New Zealand’s bishops are urging voters in the country's general election to say “no” to the euthanasia referendum and to give “serious thoughts” to the effect of cannabis on vulnerable people when considering the cannabis referendum. Source: NZCBC.
The general election will occur on October 17 and will include referendums on legalising recreational cannabis and euthanasia.
The six bishops say in their Election Statement, which also calls for people to consider the poor and vulnerable when voting, that it is not their role to tell people who to vote for.

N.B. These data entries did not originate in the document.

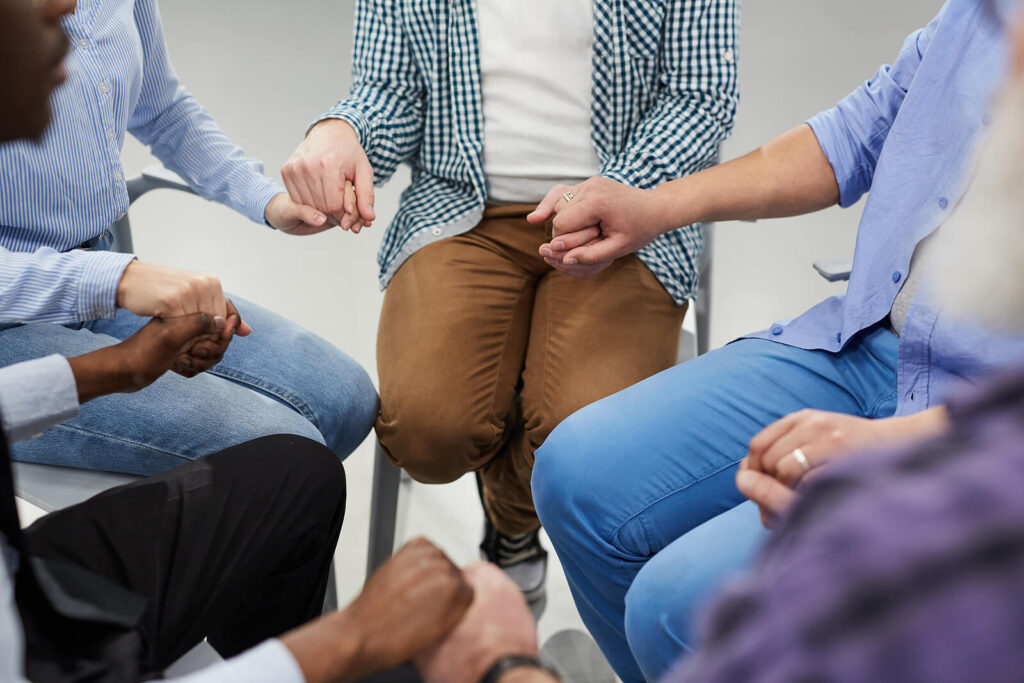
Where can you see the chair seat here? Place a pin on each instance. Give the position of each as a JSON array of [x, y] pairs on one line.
[[50, 487]]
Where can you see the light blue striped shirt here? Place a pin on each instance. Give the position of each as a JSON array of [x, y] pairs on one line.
[[70, 187], [665, 97]]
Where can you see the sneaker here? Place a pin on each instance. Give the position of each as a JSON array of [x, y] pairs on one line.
[[520, 557]]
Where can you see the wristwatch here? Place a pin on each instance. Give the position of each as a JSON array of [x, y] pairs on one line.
[[507, 664]]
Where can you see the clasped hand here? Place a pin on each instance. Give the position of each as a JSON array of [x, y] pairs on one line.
[[604, 220]]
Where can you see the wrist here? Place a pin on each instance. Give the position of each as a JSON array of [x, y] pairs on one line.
[[328, 650]]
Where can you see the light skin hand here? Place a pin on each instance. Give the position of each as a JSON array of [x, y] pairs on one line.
[[162, 344], [408, 606], [291, 218], [769, 469], [625, 217], [321, 170], [498, 624], [160, 291]]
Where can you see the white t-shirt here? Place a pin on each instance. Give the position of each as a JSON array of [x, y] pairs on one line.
[[536, 67]]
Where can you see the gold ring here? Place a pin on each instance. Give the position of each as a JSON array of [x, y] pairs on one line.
[[801, 459]]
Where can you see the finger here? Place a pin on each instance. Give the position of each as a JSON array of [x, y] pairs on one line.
[[767, 436], [242, 329], [791, 472], [365, 190], [565, 243], [546, 209], [309, 215], [603, 251], [765, 491]]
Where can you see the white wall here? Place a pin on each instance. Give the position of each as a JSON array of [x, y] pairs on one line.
[[265, 69]]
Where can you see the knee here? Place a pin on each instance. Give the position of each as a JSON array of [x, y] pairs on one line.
[[656, 622], [436, 441], [563, 482]]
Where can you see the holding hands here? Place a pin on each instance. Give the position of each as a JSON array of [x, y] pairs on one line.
[[792, 451], [330, 172], [596, 222]]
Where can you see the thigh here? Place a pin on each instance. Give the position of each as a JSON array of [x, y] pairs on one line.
[[677, 584], [591, 338], [203, 541], [290, 365], [450, 349], [647, 465], [169, 423]]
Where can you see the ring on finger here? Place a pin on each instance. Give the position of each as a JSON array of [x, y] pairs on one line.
[[801, 458]]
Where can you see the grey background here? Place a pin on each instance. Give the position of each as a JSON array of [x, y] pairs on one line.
[[265, 69]]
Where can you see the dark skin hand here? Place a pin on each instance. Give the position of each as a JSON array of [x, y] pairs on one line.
[[161, 345], [408, 606]]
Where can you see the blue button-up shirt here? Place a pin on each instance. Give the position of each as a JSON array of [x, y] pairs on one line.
[[907, 136], [665, 97], [70, 187]]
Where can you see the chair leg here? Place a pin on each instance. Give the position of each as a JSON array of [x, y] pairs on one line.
[[331, 597], [383, 510]]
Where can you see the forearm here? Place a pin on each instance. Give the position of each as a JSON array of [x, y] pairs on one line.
[[328, 650], [787, 176]]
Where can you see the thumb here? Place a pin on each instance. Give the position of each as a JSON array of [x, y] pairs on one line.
[[183, 329], [765, 491], [308, 215]]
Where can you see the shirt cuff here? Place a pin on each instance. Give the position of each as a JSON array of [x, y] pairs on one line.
[[35, 395], [259, 197], [852, 177], [268, 663], [97, 290]]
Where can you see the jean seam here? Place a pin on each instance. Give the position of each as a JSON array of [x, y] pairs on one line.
[[127, 441], [636, 515], [285, 396]]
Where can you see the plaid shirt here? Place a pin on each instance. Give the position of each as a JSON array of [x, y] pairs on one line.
[[665, 98]]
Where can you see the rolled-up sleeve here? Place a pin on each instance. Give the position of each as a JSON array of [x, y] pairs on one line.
[[35, 395], [47, 286], [852, 133]]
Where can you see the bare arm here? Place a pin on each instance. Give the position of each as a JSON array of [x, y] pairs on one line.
[[787, 176]]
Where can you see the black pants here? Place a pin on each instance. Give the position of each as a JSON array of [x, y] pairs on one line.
[[236, 547]]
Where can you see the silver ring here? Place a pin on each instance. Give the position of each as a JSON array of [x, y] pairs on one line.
[[801, 459]]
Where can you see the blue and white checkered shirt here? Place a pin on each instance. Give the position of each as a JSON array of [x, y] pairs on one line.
[[665, 98], [70, 187]]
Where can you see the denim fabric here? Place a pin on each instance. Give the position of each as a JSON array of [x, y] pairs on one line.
[[626, 478], [280, 380]]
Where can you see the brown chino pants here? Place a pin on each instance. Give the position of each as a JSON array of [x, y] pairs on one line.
[[471, 322]]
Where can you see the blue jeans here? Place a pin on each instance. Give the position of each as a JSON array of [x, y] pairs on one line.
[[625, 485], [280, 380]]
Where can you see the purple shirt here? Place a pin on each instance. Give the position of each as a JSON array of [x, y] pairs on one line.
[[894, 566]]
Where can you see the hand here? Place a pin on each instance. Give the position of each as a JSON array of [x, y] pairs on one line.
[[160, 345], [160, 291], [627, 218], [330, 172], [292, 218], [408, 605], [498, 624]]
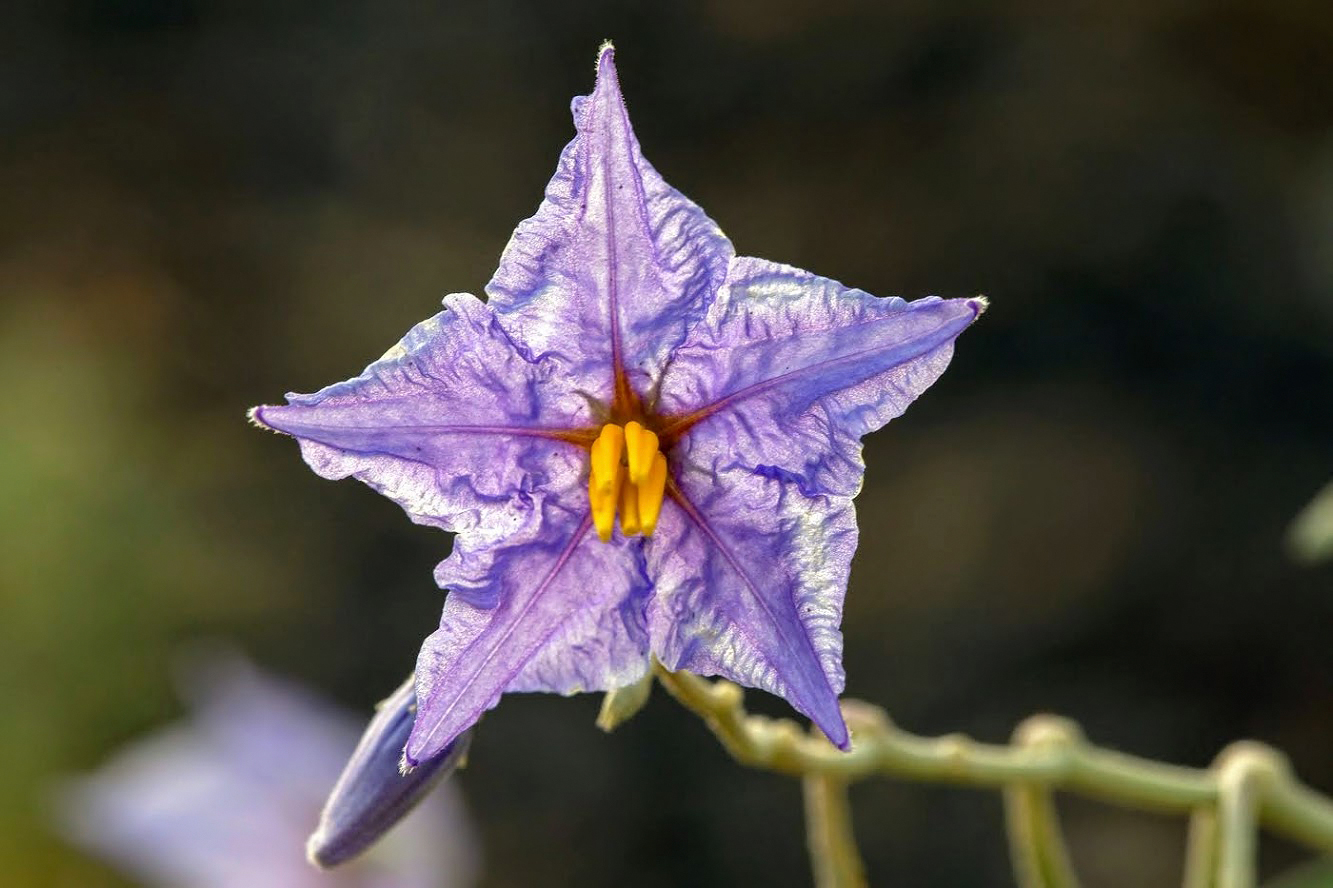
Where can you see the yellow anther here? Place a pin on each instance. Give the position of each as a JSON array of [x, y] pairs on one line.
[[651, 494], [629, 510], [604, 502], [640, 447], [605, 460]]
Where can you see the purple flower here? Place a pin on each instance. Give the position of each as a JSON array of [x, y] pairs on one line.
[[627, 363], [373, 794], [228, 798]]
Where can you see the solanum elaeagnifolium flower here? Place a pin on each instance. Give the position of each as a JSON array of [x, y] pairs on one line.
[[645, 444]]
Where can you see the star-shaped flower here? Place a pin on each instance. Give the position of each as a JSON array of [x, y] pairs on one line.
[[628, 364]]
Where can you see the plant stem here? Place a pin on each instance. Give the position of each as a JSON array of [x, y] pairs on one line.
[[1065, 760], [828, 827]]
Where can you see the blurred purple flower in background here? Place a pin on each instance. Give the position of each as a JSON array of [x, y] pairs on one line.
[[229, 796], [628, 364]]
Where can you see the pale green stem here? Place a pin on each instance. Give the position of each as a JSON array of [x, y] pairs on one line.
[[1036, 842], [1072, 764], [1201, 850], [828, 828]]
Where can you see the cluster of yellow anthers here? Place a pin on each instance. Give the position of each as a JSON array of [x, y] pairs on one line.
[[628, 471]]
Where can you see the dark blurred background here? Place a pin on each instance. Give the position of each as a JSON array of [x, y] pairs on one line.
[[208, 203]]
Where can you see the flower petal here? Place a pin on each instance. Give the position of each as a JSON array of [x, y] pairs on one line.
[[751, 579], [457, 424], [616, 264], [560, 611], [791, 370]]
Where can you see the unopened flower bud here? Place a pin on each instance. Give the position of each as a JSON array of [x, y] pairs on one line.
[[373, 794]]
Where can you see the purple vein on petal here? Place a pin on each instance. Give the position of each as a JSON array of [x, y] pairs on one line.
[[609, 106], [681, 424], [460, 688], [697, 519], [304, 430]]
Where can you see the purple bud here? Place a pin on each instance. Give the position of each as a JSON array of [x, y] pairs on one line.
[[373, 794]]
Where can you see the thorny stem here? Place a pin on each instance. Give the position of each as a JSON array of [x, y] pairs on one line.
[[828, 827], [1036, 842], [1248, 786]]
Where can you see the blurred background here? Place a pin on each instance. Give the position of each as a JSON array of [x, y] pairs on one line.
[[208, 203]]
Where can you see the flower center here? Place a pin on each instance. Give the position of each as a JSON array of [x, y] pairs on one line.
[[628, 475]]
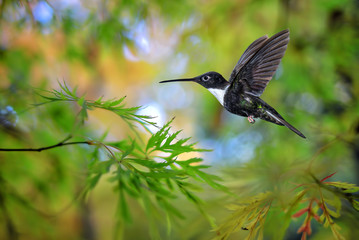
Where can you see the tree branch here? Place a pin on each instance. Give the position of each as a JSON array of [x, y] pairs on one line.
[[60, 144]]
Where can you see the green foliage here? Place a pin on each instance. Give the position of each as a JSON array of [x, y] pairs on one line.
[[111, 178], [248, 216], [149, 172]]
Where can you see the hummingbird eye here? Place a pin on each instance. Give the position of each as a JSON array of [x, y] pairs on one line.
[[205, 78]]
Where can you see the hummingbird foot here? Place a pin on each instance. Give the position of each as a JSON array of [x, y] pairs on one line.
[[250, 119]]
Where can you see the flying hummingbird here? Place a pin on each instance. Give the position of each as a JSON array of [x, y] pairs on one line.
[[256, 67]]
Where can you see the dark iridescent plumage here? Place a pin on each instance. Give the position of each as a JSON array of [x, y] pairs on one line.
[[256, 67]]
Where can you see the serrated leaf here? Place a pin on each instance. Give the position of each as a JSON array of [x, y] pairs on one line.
[[343, 186]]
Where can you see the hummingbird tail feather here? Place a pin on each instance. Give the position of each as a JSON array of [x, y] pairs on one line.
[[279, 120]]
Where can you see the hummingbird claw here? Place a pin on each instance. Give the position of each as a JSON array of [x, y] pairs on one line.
[[250, 119]]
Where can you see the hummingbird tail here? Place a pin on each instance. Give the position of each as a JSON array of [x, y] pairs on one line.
[[280, 121]]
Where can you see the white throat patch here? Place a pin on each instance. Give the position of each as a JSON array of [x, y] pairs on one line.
[[218, 93]]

Urging a “no” vote in the End of Life Choice Act referendum, the bishops say the demand for euthanasia is driven not by pain but by personal and emotional factors such as the fear of being a burden or being disabled, fears that reflect negative attitudes towards the elderly and disabled that run deep in society.
They note that key medical groups including the NZ Medical Association oppose the proposed legislation and criticise the act for not requiring that people first access palliative care when that is available.
On the recreational cannabis referendum, the bishops say as proprietors of many of the country’s 237 Catholic schools with 66,000 students, they are keenly aware that young people are the group most vulnerable to the negative effects of cannabis.
“We think people do need to give serious thoughts to the issue, and we hope you will use your vote in a way that considers the impact of legalised recreational cannabis on the young and vulnerable in our communities.”